The UN special committee investigating Israeli practices in the occupied Palestinian territories has raised concerns about “mass civilian casualties” and the use of “famine as a weapon of war.” Washington has “unequivocally” rejected the findings of the UN document.
In its report released on Thursday, November 14, the UN special committee asserts that the warfare methods employed by the Israeli state in Gaza since the October 7 attack exhibit the “characteristics of genocide,” highlighting “mass civilian casualties” and the utilization of “famine as a weapon of war.”
The report further expresses “serious concerns” regarding “Israel’s use of artificial intelligence (AI) in combat, which has killed not only Hamas fighters but also civilians, including many women and children,” notes Al Jazeera.
“The Israeli army’s reliance on AI-assisted targeting, with minimal human oversight, combined with heavy bombs, underscores Israel’s disregard for its obligation to distinguish between civilians and combatants and to take adequate precautions to prevent civilian deaths,” the committee writes.
An investigation by the Qatari channel revealed in April that the Israeli army had heavily relied on the Lavender system, an AI tool, to identify around 37,000 human targets. The left-wing Israeli magazine +972 and the Hebrew news site Local Call asserted that the military had largely trusted AI decisions, spending very little time verifying identified targets before authorizing bombings.
Accusations Rejected by Washington
The British newspaper The Guardian notes that the UN special committee, made up of representatives from Senegal, Malaysia, and Sri Lanka, was “unable to access the examined areas” to prepare its report. “Its requests for visits to Gaza, the West Bank, the Golan Heights, and Israel were left unanswered,” the newspaper specifies.
The paper points out that the Israeli government, which accuses the UN of being “obsessed” with the Hebrew state and “biased against it,” did not immediately respond to the report’s allegations.

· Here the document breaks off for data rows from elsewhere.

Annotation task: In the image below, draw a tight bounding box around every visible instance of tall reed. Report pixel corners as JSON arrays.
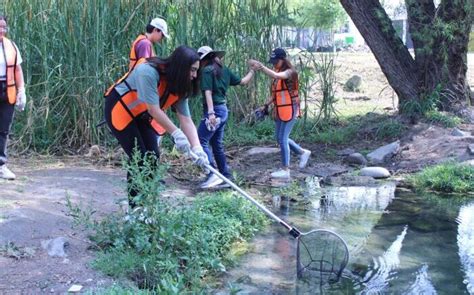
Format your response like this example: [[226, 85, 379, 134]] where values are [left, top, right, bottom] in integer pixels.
[[3, 0, 287, 153]]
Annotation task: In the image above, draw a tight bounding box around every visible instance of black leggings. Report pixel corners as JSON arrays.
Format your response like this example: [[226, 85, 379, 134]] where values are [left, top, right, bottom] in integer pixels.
[[105, 90, 160, 208], [0, 102, 15, 166]]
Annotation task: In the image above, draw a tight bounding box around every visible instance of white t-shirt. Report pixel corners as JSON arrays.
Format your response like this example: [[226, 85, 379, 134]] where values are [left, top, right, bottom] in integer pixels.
[[0, 43, 23, 80]]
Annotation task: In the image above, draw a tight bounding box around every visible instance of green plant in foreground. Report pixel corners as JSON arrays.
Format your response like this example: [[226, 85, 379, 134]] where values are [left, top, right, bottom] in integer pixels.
[[70, 154, 267, 294], [409, 163, 474, 194]]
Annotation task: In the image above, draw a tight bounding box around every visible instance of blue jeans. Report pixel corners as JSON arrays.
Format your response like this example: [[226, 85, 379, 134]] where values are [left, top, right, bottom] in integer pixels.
[[275, 108, 303, 168], [198, 104, 231, 178]]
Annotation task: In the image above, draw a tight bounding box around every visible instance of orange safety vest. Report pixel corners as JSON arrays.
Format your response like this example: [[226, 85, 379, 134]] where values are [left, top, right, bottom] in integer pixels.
[[104, 58, 179, 135], [128, 34, 155, 70], [2, 37, 17, 104], [272, 72, 300, 122]]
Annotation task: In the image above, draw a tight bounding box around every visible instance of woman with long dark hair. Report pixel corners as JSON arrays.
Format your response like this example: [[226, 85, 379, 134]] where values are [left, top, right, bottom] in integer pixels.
[[105, 46, 209, 207], [0, 15, 26, 180], [198, 46, 255, 189], [249, 48, 311, 179]]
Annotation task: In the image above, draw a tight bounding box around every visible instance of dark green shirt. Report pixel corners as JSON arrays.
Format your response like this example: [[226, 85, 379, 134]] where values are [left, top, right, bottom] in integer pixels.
[[201, 65, 242, 105]]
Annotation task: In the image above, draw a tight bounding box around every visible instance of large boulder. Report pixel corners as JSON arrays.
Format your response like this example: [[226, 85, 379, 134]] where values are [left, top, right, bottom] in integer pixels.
[[343, 75, 362, 92], [367, 140, 400, 164], [359, 167, 390, 178]]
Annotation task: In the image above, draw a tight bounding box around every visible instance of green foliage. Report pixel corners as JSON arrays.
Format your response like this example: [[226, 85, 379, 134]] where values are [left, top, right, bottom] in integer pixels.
[[292, 0, 347, 30], [70, 153, 268, 294], [468, 32, 474, 52], [313, 53, 338, 123], [408, 163, 474, 194], [4, 0, 288, 152]]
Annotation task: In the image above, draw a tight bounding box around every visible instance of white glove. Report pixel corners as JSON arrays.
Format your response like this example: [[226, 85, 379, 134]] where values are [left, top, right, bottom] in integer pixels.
[[204, 117, 221, 132], [192, 145, 209, 173], [15, 87, 26, 112], [171, 129, 191, 154]]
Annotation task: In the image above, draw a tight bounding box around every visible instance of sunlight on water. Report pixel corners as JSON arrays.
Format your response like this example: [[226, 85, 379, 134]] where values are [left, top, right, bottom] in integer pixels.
[[456, 204, 474, 294], [218, 181, 474, 294]]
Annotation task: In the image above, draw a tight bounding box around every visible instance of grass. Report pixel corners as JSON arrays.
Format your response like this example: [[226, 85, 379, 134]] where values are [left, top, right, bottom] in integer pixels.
[[2, 0, 288, 154], [408, 163, 474, 194], [468, 32, 474, 52], [68, 155, 268, 294]]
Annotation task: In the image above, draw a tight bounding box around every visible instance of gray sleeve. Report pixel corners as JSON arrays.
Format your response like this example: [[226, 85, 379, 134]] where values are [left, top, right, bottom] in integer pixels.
[[135, 64, 160, 105], [175, 98, 191, 117]]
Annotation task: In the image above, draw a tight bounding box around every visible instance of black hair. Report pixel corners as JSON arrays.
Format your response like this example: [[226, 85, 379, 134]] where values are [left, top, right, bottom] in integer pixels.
[[201, 52, 223, 78], [147, 45, 199, 99], [145, 24, 161, 34], [280, 58, 298, 79]]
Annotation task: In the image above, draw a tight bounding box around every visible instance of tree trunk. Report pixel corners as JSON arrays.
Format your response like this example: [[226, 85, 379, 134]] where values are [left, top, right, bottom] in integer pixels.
[[340, 0, 472, 114], [341, 0, 418, 104], [405, 0, 472, 112]]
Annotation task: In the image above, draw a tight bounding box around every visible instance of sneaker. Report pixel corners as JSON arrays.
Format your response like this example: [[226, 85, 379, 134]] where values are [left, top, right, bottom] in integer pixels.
[[0, 165, 16, 180], [271, 169, 290, 179], [216, 182, 231, 189], [299, 149, 311, 168], [199, 173, 224, 189]]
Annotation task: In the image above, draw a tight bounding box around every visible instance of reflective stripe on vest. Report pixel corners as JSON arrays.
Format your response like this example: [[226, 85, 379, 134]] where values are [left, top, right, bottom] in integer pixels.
[[272, 75, 300, 122], [2, 37, 17, 104], [128, 34, 146, 70], [104, 58, 179, 135]]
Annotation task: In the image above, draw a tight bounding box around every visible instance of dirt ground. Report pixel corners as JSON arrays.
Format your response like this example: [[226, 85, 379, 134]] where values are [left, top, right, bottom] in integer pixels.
[[0, 53, 474, 294]]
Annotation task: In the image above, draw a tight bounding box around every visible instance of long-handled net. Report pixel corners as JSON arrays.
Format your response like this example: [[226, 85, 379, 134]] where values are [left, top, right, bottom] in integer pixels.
[[190, 151, 349, 283]]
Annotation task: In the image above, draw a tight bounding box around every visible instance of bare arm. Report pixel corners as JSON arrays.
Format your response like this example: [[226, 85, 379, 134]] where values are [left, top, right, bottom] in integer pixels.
[[260, 65, 292, 80], [15, 65, 25, 89], [204, 90, 216, 124], [146, 103, 178, 134], [176, 112, 201, 147], [239, 69, 255, 85]]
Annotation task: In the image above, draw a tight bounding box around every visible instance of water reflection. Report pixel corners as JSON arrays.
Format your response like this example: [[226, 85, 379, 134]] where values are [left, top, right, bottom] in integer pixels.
[[363, 226, 407, 293], [405, 264, 436, 295], [456, 204, 474, 294], [218, 184, 474, 294]]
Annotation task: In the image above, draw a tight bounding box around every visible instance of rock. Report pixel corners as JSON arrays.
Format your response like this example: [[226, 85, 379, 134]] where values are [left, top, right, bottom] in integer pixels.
[[359, 167, 390, 178], [461, 160, 474, 166], [41, 237, 69, 257], [344, 153, 367, 166], [247, 147, 280, 156], [367, 140, 400, 164], [336, 148, 355, 156], [67, 285, 82, 293], [344, 75, 362, 92], [467, 144, 474, 155], [84, 145, 100, 158], [451, 128, 470, 137], [312, 163, 348, 178], [324, 175, 379, 187]]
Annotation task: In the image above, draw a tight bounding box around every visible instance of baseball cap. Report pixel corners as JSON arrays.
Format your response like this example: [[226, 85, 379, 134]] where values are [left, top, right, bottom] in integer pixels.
[[198, 46, 225, 60], [268, 48, 286, 64], [150, 17, 170, 38]]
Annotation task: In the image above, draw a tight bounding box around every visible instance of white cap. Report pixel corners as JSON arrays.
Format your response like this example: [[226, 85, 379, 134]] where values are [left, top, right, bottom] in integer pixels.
[[198, 46, 225, 60], [150, 17, 170, 38]]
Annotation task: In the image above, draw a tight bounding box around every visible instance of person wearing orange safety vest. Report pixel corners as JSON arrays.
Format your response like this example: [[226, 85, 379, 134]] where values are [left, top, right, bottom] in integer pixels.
[[0, 15, 26, 180], [128, 17, 170, 70], [128, 17, 170, 150], [104, 46, 209, 207], [249, 48, 311, 179]]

The United States, Israel’s main ally, likewise “unequivocally” disapproved of the conclusions of the UN document. “We believe that such wording and these types of accusations are certainly unfounded,” stated State Department spokesman Vedant Patel on Thursday.
This is not the first time Israel has faced such accusations since the outbreak of the war over a year ago. In March, Francesca Albanese, the UN Special Rapporteur on the situation of human rights in the occupied Palestinian territories, stated in a report that there were “reasonable grounds to believe that the threshold indicating that acts of genocide” had been committed “against Palestinians in Gaza had been reached.”
On Thursday, Stéphane Dujarric, the spokesman for the UN Secretary-General, accused Israeli authorities of blocking humanitarian aid from the UN Office for the Coordination of Humanitarian Affairs to northern Gaza six times in recent days, reports The Times of Israel. On Tuesday, Washington asserted that the Hebrew state was not violating American law regarding humanitarian aid entering the territory while calling for further progress.